Coop sighs, scrubs a hand over his face, and nods. It’s been three days since Theo had surgery. His vital signs are stable, but he’s still in critical condition. The doctors look at him like they can’t believe he’s still alive, and though that makes me want to punch them all in the face, it gives me a grim kind of hope. If he’s made it this far, maybe he’ll make it all the way.

“You gonna be okay here?” asks Coop, his face creased with worry.

“Okay or not, I’m not going anywhere.”

He looks at me for a long time. “You know, his parents both passed. He’s an only child, no real family to speak of.”

I whisper, “I know. You said.”

“My point is that he’s lucky to have you.”

My laugh sounds hollow. “No, Coop. I’m the lucky one. You have no idea.”

He looks like he wants to say something more, but then he shakes his head and exhales heavily, giving my shoulder a squeeze. “I’ll check on the Buttercup on my way home, see how everything’s goin’. I’ll call you later tonight.”

He pulls me from the chair I’m sitting in beside Theo’s bed and gives me a bear hug. Then he clasps Theo’s hand in farewell. “See you soon, buddy,” he says, his voice choked.

He turns and lumbers out, tears shining in his eyes.

Suzanne has already been out to bring me a change of clothes and have a breakdown at the sight of Theo. I had to take her into the hallway and prop her up in a chair so she could catch her breath.

Colleen and I have been talking on the phone every day. I have a feeling we’re going to become very good friends, no matter what the future holds.

Craig was charged with DWI and spent two days in jail. Depending on the outcome with Theo, other charges might be pending.

As for me, I’ve been sleeping in chairs and drinking too much coffee, and spending a lot of time on my knees in the hospital’s quiet little chapel, bargaining with God. Which is about as useful as trying to bargain with the earth to spin in the opposite direction, but it gives me something to pass the time.

Three days turn into four, four into seven. I check into a hotel near the hospital and rent a car. I receive daily updates from the doctors, but learn nothing new. I exist in a strange twilight zone of fluorescent lights and cafeteria food, endless terror and crushing guilt.

I crucify myself over all the things I should’ve told Theo while I had the time.

We always think we have enough of that precious commodity, until fate steps in and proves us wrong.

Then, on the tenth day after Theo’s accident, I get an early phone call from Coop.

“How’s it goin’? You been over to the hospital yet?”

“I was just on my way over. I’ve already talked to his doctor, though. Still no change.”

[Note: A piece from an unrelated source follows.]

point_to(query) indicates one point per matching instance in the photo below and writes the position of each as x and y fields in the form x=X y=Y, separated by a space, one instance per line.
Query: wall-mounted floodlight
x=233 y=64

“Well, uh…I think you should, uh…” He clears his throat. “There’s somethin’ I want you to take a look at. Come on out to Seaside today.”

I’m combing my hair, still wet from my shower, but fall still when I hear the strange note in Coop’s voice. “What is it?”

Coop draws a breath. “It’s not somethin’ I could explain. You need to see this, Megan. I wouldn’t make you leave him if it wasn’t really important.”

“Is it the Buttercup? Is everything okay?”

“It’s not the Buttercup. We’re makin’ good progress on the house. This is…a lot more important.”

“Coop,” I say flatly. “I hate mysteries. And my nerves can’t take any more drama. What the fuck is so important that I have to come back to Seaside to see?”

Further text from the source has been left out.